One of 22 summer undergraduate student research fellows (out of more than 80 that applied for the program), Revchuk has been working under the direction of Dan Cayan, researcher and director of the Climate Research Division at the Scripps Institution of Oceanography (SIO).
"We're also interested in water quality issues," says Revchuk. "So some of the towers are being positioned close to the Santa Margarita River to test, for example, for pollutants from agricultural runoff produced upstream."
Revchuk is majoring in Environmental Systems. "I started out majoring in Electrical and Computer Engineering," he says, "but I changed because I found it too narrowly focused on engineering." He sounds like someone arrived on campus already suffused with the spirit of Calit².
"I've been interested in communications since about the age of 13," says Revchuk. "I've built radios and antennas - all sorts of things. But I typically worked on my own." What he points to as the value for him from the fellowship program is his experience working in a team and communicating with people with diverse backgrounds and expertise. "It's been very intellectually stimulating," he says.
Now a junior, Revchuk envisions his senior project will be to work out a scheme to optimize the communications coverage and meteorological sampling over the complex topography of the Santa Margarita River in a possible extension of the HPWREN infrastructure westward through Camp Pendleton, the U.S. Marine Corps base to the west of SMER.
"The challenge will be to select the right locations for network access points, ensuring line of sight between towers," he says. "When line of sight is not possible, we're likely to use microwave reflectors to bounce the microwave signals between antennas." This extension will enable an even more comprehensive picture of the climate of southern California.

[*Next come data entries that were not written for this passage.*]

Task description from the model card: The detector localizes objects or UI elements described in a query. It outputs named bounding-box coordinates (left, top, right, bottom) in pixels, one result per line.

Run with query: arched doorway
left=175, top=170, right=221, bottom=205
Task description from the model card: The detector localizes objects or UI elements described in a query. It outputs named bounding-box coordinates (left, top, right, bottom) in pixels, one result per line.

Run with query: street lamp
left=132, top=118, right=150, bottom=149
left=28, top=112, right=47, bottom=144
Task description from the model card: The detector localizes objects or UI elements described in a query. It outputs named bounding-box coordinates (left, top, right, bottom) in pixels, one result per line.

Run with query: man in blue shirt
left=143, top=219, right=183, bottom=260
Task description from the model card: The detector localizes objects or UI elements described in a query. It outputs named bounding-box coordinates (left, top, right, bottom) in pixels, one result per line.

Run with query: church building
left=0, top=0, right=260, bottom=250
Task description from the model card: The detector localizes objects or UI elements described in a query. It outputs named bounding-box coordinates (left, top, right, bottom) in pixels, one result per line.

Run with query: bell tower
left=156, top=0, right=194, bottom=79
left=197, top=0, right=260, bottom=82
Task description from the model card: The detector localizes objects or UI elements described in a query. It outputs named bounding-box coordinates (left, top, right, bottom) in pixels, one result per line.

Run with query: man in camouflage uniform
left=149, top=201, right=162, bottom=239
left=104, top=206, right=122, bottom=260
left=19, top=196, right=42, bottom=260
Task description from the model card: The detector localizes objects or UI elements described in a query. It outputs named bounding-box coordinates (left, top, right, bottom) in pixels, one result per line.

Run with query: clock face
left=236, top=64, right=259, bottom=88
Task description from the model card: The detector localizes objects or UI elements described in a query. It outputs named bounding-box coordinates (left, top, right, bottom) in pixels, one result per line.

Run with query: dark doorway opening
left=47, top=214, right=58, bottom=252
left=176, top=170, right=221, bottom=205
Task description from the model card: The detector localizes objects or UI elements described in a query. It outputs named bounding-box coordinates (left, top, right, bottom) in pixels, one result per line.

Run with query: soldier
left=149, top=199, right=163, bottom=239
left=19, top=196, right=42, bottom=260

Born in Kiev and a native speaker of Ukrainian and fluent in Russian, Revchuk is interested in integrating perspectives from diverse "cultures." But he extends the meaning of "cultures" to mean not only different linguistic groups but different disciplinary groups, such as the different cultures of network researchers and applications researchers he's working with on his project.
"What's so interesting about this," he says, "is that I'm learning different 'languages' from the two groups." He takes the language analogy one step further by mentioning the need for "translation." But, in this context, he's pointing to his longer-term interest in translating science and technology into policy.
"What I'd ultimately like to do," says Revchuk, "is become a field researcher. I like being a techie - but I've got to do it outside."
Revchuk particularly thanks Cayan, Braun, Todd Hansen, a technical member of Braun's team, and Pablo Bryant, a technical specialist from the SDSU Field Station Program.